Accanto a questo primo profilo, la delibera affronta anche il diverso tema della legittimazione attiva nel procedimento di definizione, con riguardo a una domanda concernente un’utenza mobile intestata alla moglie dell’istante. Anche qui l’Autorità adotta una linea di rigore, escludendo che il procedimento possa essere utilizzato da soggetto diverso dall’intestatario del rapporto, in assenza di elementi idonei a fondare una legittimazione sostitutiva o rappresentativa. Il valore sistematico della decisione risiede proprio in questa duplice affermazione: da un lato, la tutela per scarsa qualità del servizio richiede una sequenza tecnica e procedimentale tipizzata; dall’altro, il procedimento ConciliaWeb resta ancorato alla titolarità soggettiva della posizione giuridica controversa.

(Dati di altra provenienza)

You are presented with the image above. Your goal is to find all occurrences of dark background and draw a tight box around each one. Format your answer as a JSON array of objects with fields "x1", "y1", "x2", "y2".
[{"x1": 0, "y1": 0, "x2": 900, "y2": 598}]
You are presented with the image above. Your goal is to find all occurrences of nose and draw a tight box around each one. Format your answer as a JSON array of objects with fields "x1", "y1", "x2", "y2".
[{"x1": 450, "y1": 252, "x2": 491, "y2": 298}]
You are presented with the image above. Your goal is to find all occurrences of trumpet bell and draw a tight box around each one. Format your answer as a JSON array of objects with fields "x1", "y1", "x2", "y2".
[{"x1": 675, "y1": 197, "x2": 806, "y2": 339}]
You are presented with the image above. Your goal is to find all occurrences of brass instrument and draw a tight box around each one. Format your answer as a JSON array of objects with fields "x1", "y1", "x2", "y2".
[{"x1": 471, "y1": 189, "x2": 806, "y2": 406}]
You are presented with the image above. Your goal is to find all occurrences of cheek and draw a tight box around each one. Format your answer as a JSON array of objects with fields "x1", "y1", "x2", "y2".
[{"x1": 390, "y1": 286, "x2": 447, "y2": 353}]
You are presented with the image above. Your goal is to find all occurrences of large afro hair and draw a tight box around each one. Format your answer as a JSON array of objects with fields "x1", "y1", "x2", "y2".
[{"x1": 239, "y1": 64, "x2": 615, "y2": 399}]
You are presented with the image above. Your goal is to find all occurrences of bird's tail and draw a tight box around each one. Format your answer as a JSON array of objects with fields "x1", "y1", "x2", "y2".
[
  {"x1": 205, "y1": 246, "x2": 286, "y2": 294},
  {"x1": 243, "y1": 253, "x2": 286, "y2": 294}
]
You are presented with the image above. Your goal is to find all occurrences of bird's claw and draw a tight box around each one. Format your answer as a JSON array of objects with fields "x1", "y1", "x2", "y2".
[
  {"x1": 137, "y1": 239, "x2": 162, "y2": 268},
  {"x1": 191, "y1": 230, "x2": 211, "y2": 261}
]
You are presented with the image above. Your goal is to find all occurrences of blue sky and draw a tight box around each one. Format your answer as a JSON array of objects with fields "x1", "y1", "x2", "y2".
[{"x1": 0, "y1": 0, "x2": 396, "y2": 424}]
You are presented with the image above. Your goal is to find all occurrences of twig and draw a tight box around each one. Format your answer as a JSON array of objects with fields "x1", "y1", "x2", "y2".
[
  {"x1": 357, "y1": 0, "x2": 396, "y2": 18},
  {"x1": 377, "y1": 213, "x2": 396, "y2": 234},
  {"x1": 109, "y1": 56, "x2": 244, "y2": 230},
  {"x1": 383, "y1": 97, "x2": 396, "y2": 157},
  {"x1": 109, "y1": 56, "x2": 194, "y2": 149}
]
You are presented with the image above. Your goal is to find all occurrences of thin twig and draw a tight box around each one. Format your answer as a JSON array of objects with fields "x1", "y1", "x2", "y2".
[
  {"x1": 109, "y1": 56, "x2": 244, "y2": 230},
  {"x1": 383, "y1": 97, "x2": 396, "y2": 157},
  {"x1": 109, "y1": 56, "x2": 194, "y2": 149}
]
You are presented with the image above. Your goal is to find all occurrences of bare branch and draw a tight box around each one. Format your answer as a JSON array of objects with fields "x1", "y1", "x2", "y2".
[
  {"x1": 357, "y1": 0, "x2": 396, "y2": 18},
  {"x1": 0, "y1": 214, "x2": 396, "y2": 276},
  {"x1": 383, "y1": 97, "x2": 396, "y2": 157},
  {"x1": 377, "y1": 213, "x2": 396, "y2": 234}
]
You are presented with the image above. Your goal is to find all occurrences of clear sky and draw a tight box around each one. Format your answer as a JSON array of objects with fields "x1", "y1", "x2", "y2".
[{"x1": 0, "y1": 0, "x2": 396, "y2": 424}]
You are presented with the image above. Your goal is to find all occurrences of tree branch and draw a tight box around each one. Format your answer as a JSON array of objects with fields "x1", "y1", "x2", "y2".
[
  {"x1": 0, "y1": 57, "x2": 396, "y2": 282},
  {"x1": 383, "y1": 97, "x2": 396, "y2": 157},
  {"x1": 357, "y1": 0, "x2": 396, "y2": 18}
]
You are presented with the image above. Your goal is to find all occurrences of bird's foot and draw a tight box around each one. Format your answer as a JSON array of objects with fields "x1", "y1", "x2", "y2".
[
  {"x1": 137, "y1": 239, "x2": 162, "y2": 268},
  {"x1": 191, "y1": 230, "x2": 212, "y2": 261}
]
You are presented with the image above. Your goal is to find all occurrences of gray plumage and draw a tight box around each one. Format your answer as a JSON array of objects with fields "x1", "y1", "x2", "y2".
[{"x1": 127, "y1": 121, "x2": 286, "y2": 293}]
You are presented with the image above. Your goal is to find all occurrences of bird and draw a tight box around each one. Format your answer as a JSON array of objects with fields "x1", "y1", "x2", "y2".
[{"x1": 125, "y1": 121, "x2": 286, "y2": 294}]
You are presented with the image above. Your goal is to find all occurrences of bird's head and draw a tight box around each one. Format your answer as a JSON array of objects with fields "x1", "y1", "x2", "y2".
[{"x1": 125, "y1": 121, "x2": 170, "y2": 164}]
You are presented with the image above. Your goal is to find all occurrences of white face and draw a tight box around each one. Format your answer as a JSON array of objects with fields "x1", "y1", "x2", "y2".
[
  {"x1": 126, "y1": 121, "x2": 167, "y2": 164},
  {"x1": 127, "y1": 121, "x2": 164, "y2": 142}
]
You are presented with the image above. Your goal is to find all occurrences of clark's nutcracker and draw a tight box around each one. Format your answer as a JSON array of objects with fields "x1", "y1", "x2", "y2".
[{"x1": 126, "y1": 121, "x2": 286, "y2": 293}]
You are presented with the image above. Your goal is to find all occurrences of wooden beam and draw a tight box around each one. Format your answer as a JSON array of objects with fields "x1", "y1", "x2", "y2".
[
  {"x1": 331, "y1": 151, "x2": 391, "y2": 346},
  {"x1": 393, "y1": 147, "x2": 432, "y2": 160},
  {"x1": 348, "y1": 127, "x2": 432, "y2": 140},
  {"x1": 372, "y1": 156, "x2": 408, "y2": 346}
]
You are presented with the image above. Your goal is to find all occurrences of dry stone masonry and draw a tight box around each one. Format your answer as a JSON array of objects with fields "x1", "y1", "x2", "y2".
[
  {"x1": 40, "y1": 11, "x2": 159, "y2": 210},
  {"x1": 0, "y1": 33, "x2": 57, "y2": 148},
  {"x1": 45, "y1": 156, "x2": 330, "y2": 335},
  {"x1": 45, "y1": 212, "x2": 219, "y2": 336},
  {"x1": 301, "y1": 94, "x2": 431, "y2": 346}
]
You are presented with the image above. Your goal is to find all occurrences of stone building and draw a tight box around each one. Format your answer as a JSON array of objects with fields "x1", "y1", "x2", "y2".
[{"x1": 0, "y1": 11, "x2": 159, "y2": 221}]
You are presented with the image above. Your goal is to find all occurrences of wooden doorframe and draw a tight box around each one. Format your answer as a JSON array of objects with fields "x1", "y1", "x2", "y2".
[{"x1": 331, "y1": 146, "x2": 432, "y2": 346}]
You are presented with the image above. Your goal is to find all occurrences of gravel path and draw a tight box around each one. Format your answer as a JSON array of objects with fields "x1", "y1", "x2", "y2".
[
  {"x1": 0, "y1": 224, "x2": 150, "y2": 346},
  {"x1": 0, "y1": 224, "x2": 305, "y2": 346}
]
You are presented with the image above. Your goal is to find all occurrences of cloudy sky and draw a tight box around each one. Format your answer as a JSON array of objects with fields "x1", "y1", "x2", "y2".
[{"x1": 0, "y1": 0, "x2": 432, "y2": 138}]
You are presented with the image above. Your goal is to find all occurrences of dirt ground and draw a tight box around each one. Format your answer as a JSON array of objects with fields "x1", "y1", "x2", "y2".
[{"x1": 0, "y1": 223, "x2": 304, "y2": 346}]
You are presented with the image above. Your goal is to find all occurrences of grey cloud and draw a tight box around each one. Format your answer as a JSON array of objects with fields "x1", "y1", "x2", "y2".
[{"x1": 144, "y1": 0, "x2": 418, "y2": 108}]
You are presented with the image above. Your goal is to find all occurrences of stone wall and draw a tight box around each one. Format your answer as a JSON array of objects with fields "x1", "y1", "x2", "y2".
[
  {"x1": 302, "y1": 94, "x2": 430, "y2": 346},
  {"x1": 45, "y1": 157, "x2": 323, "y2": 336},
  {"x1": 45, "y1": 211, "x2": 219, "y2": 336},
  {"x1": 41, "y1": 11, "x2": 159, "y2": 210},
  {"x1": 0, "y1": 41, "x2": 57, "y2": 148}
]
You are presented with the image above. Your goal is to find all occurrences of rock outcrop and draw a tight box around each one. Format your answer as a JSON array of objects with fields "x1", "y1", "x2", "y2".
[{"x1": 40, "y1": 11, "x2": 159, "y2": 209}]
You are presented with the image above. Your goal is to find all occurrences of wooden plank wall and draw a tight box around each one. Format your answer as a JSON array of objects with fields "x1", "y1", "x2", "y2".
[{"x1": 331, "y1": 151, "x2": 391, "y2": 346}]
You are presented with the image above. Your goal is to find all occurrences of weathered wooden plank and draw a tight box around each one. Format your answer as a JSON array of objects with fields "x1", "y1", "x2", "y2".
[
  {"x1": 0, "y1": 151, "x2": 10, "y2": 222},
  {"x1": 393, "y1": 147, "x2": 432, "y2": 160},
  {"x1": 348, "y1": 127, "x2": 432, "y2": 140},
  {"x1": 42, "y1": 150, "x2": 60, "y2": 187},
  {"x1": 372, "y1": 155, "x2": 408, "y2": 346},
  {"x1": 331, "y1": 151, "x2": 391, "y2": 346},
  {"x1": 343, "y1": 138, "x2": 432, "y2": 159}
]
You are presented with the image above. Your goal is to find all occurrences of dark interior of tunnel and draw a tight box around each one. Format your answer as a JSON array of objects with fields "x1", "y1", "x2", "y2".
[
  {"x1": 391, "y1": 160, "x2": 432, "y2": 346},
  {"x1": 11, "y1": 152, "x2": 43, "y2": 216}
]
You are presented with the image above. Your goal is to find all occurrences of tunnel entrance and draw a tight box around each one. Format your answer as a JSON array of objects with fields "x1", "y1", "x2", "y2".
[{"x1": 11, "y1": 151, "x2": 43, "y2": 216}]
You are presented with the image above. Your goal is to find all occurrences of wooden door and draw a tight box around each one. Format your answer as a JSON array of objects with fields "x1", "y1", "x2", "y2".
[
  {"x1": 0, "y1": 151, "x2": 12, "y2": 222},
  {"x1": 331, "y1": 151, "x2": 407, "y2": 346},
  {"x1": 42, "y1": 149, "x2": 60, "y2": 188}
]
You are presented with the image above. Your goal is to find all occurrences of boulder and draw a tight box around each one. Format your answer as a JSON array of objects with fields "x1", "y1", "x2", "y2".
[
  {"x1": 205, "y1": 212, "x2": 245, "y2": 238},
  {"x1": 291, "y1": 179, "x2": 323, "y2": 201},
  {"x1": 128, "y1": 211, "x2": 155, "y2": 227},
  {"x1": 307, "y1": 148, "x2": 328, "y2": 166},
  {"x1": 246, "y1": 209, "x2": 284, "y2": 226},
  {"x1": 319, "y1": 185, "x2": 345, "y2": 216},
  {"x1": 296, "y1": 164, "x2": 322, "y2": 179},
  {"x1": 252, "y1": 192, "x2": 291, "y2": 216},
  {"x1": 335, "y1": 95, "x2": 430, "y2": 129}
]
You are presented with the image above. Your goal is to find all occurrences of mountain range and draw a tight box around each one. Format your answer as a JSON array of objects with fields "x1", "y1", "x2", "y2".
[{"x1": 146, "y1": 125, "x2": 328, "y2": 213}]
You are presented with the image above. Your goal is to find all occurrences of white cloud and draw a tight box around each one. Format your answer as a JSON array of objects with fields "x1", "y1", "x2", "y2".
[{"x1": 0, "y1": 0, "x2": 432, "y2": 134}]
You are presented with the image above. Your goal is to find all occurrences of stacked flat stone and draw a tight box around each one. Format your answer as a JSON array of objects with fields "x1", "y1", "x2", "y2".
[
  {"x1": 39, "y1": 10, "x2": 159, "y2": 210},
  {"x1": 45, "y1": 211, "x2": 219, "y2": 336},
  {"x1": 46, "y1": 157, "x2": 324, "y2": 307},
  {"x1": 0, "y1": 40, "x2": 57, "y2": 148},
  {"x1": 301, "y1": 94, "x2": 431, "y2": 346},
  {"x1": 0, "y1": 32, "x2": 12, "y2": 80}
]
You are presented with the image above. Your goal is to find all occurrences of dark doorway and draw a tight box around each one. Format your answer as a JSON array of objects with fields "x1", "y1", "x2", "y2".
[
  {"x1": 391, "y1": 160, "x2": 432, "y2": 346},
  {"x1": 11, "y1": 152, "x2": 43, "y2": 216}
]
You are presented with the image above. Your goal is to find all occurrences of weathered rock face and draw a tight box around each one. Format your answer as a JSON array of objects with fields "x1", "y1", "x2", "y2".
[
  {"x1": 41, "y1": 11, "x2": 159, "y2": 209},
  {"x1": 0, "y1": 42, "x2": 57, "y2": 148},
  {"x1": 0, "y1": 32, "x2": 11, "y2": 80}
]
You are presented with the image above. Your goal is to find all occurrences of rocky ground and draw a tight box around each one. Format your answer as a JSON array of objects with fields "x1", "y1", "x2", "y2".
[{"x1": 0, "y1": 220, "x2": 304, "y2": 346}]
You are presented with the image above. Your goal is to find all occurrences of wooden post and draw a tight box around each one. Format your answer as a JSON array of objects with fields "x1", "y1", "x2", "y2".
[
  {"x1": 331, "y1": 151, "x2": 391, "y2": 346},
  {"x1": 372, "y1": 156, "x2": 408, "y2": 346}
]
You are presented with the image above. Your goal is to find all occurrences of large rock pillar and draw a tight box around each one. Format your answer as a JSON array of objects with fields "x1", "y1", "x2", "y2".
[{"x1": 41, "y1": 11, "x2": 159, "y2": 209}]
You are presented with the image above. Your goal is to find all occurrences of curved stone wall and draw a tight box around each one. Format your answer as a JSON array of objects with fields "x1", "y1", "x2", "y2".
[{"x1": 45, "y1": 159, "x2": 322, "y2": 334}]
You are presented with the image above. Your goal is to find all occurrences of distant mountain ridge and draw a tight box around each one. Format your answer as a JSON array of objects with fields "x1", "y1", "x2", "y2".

2. La vicenda concreta: prestazioni promesse, velocità percepita e richiesta di migrazione della SIM
L’istanza prende le mosse da un contratto concluso il 3 maggio 2025 per l’offerta “Fastweb Casa”, relativo all’utenza fissa n. 0587617xxx. Secondo quanto dedotto dall’utente, l’operatore gli avrebbe garantito una velocità minima di 60 Mbps, mentre nella concreta fruizione egli avrebbe navigato “intorno a 30 o meno”. A ciò si aggiungeva una seconda vicenda, distinta ma prospettata nel medesimo procedimento: l’utente riferiva di avere richiesto il passaggio a Fastweb del numero mobile 3394552xxx, intestato alla moglie, con addebito in fattura sulla linea fissa e sul proprio conto corrente; lamentava che, a seguito di rilievi sull’IBAN intestato a soggetto diverso, fosse stato necessario inviare una dichiarazione firmata e che, dal 19 maggio 2025, il numero mobile fosse rimasto senza piano tariffario e senza traffico dati disponibile, senza che fosse seguita alcuna comunicazione utile in ordine alla spedizione della SIM. Su tali basi, l’utente chiedeva un indennizzo, una velocità “almeno di 50 mega su 60 garantiti” e la consegna della SIM intestata alla coniuge “al più presto possibile”.
Fastweb ha resistito deducendo, quanto alla linea fissa, che il contratto prevedeva una connessione Fibra Misto Rame con velocità stimata in download di 61 Mbps e un intervallo tecnico dichiarato compreso tra 28 e 98 Mbps, e che la linea, attivata il 19 maggio 2025, risultava qualificata a 40 Mbps, valore pienamente compatibile con il range contrattuale. Quanto alla linea mobile, ha eccepito che l’utenza era intestata a soggetto terzo, R.M., e che, pertanto, non poteva essere validamente azionata dall’odierno istante. L’Autorità ha accolto integralmente tale impostazione difensiva.
3. Il nodo giuridico centrale: la qualità della connessione tra allegazione soggettiva e prova regolatoria tipizzata
Il profilo più rilevante della delibera concerne la domanda di indennizzo per qualità del servizio Internet asseritamente inferiore agli standard pattuiti. L’Autorità muove da un dato preliminare corretto: l’utente non lamentava una totale assenza del servizio, ma una velocità di navigazione ritenuta inferiore a quella promessa. Una simile doglianza non può essere scrutinata secondo le ordinarie categorie dell’inadempimento generico, poiché la materia della qualità del servizio di accesso a Internet è oggi regolata da una disciplina tecnica speciale che impone una specifica procedura di verifica certificata. In tal senso, la delibera richiama espressamente l’art. 10, comma 5, dell’allegato A alla delibera n. 156/23/CONS, disposizione che attribuisce al soggetto indipendente incaricato per conto dell’Autorità il compito di rilasciare il certificato attestante la misura effettuata e collega a tale certificazione tanto la possibilità di formulare un reclamo circostanziato quanto, successivamente, la facoltà di recedere senza costi, chiedere indennizzi contrattualmente previsti o attivare il procedimento davanti all’Autorità.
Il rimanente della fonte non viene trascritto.